WES data for melanoma51 and gastric cancer70 were downloaded from SRA using the sra-toolkit and processed according to GATK best practices using GATK 4.4105. Briefly, FASTQ files were checked for presence of contamination using FastQC 0.12.1106 and MultiQC 1.17107, and following inspection, were aligned using the Burrows-Wheeler Aligner (BWA) 0.7.17108 using the BWA-MEM algorithm against the hg38 genome distributed by the GATK team (https://console.cloud.google.com/storage/browser/genomics-public-data/resources/broad/hg38/v0). The resulting SAM files were sorted and indexed using samtools 1.18109. The files were then post-processed, marking duplicates and running Base Quality Score Recalibration (BQSR). A panel of normals was generated for each study using the healthy patient samples, which was then used along with each tumor-normal WES pair to call mutations using Mutect2, with gnomAD as a germline resource. To minimize artifact calls and contamination, the read orientation artifact workflow was followed before filtering the Mutect2 calls. To accelerate runtime, intervals were used where available, utilizing the capture kit information for each study. SnpEff v5.2110, with the GRCh38.105 database, was used to annotate the resulting VCF files, and then the TMB was calculated with pyTMB v1.3111, using a variant allele fraction of 0.05, a MAF of 0.001, minimum depth of 20 and minimum alternative depth of 2 to minimize noise, while filtering out low quality, non-coding, synonymous and polymorphic calls against gnomAD78. For the MSI calculation, MSIsensor-pro v1.2.0112 was used by first scanning the reference genome for microsatellite information and then running in tumor-normal mode on the aligned reads with default parameters.

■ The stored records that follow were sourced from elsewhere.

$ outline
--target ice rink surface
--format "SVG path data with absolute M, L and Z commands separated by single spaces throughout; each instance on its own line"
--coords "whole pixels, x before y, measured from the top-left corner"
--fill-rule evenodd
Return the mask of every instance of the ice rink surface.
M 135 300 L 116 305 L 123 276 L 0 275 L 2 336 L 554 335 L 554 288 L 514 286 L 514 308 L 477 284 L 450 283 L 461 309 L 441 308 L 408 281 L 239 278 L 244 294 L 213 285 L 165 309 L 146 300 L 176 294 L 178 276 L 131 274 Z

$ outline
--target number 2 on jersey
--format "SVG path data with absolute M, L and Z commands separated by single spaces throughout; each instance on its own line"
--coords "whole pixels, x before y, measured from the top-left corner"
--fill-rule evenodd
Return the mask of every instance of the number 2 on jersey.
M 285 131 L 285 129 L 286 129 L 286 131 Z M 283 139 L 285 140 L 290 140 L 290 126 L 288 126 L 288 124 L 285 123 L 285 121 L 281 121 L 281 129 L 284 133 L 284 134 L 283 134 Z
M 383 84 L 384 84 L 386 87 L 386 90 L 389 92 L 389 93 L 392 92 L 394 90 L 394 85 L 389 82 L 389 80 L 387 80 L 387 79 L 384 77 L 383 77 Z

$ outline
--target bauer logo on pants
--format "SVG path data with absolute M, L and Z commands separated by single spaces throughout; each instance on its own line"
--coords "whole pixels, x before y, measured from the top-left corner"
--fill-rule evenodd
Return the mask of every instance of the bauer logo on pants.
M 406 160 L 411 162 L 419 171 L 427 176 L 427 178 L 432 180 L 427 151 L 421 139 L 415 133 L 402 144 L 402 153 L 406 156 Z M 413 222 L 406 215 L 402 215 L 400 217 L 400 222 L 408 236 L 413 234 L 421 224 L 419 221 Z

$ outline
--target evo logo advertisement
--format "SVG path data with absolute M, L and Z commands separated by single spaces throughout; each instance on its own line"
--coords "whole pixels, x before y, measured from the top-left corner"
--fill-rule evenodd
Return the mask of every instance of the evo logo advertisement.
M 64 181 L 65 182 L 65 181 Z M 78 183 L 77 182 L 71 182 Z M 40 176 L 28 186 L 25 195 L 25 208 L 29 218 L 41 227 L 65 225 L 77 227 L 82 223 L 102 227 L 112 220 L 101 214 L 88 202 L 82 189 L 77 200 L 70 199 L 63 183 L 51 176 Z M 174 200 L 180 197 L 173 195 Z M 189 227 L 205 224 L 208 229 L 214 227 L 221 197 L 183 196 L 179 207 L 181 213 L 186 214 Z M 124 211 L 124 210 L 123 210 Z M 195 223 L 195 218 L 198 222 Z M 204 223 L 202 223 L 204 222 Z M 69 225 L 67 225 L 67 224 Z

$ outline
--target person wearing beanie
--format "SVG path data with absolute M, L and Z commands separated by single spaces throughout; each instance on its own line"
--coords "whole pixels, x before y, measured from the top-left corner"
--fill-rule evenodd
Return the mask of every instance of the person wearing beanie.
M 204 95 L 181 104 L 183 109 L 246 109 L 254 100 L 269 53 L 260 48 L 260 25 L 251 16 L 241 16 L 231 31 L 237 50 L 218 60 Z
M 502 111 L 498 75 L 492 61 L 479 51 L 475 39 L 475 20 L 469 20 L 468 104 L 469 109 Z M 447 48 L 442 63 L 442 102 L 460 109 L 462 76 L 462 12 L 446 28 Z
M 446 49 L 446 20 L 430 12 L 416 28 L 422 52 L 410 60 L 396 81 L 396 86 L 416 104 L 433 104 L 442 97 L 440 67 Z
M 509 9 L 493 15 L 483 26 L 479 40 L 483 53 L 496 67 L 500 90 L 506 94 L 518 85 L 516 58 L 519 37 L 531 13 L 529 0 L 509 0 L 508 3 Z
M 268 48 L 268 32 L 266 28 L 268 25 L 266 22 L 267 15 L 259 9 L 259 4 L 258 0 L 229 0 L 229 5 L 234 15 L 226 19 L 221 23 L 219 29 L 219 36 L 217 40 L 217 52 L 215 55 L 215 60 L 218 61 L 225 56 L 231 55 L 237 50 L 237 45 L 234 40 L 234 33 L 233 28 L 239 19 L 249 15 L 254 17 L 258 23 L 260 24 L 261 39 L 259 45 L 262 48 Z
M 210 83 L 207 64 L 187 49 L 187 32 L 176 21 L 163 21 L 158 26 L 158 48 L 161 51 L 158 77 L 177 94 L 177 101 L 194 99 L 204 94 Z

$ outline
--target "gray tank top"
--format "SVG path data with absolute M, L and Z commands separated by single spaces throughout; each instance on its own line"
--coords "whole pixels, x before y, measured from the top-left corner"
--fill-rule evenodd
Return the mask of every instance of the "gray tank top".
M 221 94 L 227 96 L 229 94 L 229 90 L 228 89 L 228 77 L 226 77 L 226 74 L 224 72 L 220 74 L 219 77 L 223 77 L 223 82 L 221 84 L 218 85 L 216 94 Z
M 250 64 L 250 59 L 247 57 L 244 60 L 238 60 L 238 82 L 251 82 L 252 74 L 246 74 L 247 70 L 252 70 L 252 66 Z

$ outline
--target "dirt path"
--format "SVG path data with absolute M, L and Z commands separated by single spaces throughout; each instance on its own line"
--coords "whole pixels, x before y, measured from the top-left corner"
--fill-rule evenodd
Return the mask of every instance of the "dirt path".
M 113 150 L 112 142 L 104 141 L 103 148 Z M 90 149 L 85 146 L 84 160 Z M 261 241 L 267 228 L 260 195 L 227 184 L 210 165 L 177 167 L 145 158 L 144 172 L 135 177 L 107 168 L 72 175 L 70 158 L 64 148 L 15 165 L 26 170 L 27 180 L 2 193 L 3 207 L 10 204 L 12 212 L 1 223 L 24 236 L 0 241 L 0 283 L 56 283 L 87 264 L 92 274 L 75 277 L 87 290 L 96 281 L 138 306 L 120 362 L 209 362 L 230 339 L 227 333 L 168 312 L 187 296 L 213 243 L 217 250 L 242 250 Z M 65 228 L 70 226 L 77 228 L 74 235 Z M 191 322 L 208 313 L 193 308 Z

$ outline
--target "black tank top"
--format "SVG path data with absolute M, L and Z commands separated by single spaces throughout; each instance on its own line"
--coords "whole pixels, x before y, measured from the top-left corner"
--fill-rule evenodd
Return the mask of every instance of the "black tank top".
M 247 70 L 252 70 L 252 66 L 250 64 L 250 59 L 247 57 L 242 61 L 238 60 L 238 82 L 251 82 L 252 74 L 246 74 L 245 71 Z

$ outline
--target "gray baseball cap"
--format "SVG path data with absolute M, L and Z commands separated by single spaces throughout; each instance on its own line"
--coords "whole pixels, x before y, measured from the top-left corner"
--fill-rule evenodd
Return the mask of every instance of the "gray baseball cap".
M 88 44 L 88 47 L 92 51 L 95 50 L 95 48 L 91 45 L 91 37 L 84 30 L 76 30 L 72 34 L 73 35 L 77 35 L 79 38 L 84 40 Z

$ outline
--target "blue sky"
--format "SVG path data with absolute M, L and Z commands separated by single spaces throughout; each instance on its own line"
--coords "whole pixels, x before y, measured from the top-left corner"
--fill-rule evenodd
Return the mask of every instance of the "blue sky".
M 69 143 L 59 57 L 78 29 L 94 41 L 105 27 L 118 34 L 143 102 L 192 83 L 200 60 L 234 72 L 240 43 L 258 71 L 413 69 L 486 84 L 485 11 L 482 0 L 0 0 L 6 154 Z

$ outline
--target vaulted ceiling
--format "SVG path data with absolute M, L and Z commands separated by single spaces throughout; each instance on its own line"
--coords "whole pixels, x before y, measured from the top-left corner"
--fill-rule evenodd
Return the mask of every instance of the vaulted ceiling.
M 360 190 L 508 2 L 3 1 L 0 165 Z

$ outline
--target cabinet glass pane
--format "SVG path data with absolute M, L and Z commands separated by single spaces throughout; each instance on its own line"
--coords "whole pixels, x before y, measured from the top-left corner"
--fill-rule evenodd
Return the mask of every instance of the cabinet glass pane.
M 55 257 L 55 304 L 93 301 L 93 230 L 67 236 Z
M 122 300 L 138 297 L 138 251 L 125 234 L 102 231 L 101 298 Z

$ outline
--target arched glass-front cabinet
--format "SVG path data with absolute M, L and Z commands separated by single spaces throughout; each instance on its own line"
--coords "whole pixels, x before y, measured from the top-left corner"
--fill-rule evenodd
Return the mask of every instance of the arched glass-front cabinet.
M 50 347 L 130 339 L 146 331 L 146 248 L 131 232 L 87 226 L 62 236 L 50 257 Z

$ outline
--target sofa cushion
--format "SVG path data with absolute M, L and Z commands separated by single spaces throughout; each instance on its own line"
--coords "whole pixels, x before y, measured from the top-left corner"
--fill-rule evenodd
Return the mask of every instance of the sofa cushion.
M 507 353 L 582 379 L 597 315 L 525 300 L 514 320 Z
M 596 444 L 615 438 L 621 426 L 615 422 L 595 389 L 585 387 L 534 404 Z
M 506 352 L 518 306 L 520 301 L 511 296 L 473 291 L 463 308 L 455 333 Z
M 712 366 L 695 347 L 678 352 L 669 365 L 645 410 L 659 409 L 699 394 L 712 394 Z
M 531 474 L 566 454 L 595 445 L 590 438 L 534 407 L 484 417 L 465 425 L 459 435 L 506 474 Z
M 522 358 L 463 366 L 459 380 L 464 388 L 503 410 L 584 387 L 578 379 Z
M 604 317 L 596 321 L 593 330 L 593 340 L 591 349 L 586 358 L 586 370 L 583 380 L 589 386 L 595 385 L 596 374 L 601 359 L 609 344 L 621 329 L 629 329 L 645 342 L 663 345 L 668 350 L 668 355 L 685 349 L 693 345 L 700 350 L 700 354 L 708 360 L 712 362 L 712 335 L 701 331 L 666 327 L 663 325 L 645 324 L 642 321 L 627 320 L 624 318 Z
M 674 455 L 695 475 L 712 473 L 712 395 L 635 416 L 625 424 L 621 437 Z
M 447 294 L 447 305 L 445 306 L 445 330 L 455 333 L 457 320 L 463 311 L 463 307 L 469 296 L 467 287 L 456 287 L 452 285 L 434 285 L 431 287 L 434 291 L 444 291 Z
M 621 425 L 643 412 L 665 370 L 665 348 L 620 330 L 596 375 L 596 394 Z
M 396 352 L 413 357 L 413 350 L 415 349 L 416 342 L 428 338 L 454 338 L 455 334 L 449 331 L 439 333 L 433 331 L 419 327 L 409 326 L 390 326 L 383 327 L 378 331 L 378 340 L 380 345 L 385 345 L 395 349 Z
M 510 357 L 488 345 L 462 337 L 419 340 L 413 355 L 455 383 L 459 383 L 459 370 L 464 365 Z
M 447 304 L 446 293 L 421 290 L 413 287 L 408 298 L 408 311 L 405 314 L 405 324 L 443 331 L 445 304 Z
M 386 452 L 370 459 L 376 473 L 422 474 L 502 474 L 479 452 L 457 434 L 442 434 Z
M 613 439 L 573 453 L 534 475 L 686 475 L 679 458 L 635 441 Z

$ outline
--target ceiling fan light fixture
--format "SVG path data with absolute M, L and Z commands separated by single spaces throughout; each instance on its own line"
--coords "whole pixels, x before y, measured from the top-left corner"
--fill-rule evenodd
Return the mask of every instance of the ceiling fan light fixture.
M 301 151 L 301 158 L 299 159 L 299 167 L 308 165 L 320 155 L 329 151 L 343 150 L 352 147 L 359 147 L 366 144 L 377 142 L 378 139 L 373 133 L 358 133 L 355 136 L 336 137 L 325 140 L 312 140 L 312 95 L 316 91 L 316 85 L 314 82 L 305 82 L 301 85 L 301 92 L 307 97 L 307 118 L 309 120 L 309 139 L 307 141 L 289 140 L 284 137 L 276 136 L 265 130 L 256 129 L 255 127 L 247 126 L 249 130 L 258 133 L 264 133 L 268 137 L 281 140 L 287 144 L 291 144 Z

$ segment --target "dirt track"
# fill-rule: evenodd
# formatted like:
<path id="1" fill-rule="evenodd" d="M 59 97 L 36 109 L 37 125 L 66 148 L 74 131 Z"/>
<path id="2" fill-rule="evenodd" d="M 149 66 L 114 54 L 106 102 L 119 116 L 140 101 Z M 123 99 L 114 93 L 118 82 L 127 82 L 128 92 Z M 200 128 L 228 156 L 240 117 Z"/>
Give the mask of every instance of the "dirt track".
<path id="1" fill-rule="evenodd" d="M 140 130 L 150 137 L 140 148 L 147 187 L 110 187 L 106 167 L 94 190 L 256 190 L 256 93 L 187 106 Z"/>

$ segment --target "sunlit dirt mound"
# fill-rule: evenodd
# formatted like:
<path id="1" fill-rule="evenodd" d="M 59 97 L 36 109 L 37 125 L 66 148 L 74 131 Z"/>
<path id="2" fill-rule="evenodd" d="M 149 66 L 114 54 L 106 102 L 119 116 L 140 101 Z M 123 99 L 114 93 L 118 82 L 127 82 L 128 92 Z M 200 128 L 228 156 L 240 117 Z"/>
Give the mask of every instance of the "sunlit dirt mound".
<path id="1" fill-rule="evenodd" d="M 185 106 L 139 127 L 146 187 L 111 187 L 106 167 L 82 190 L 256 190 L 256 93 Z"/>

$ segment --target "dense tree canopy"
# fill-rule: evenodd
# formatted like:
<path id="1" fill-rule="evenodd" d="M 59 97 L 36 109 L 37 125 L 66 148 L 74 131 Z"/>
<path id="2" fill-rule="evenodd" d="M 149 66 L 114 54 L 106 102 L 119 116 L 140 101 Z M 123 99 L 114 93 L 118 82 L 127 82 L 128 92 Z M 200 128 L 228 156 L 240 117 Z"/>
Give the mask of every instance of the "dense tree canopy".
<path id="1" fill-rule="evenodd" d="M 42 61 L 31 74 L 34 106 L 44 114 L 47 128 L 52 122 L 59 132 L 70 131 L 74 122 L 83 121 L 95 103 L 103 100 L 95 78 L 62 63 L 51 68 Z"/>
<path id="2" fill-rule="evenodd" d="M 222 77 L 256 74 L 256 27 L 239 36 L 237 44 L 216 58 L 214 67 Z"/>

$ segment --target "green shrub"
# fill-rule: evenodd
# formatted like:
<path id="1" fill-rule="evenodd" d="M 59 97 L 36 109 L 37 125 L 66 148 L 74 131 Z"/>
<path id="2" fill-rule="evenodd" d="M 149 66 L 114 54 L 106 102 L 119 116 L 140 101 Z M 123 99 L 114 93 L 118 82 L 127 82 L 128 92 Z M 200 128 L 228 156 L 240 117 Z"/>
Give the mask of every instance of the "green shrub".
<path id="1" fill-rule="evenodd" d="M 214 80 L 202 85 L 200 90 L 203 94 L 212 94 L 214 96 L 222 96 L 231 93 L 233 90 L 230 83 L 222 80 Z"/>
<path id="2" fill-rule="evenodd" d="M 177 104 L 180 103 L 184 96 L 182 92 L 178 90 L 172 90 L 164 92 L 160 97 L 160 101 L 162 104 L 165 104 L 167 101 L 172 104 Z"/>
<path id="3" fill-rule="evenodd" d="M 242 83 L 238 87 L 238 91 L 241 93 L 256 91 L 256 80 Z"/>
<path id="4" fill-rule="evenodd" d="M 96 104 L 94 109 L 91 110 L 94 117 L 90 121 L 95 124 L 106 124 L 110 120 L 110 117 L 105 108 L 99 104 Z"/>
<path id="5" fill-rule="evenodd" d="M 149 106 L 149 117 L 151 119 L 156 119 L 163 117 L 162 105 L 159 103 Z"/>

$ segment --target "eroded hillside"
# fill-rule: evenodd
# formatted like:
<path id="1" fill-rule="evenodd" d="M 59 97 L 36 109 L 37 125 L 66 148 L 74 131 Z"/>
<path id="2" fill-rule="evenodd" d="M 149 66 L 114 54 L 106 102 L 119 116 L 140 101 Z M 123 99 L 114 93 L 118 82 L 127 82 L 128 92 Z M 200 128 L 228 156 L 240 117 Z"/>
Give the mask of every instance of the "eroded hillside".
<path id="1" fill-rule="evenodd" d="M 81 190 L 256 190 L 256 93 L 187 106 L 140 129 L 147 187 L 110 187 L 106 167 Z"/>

Statistics and reproducibility

All statistical analyses were performed using R or GraphPad Prism 8. The QTL analysis was performed with 375 STAD patients for which TCGA contained primary cancer RNAseq data. The MPRA assay (Fig. 4A, B and Supplementary Figs. 3A, B and 6A, B) was independently repeated three times in two gastric cancer cell lines. No statistical method was used to predetermine sample size. No data were excluded from the analyses. Randomization was utilized in the selection of the training/testing sets for the predictive models as described in the Methods section. The Investigators were not blinded to allocation during experiments and outcome assessment.

Reporting summary

Further information on research design is available in the Nature Portfolio Reporting Summary linked to this article.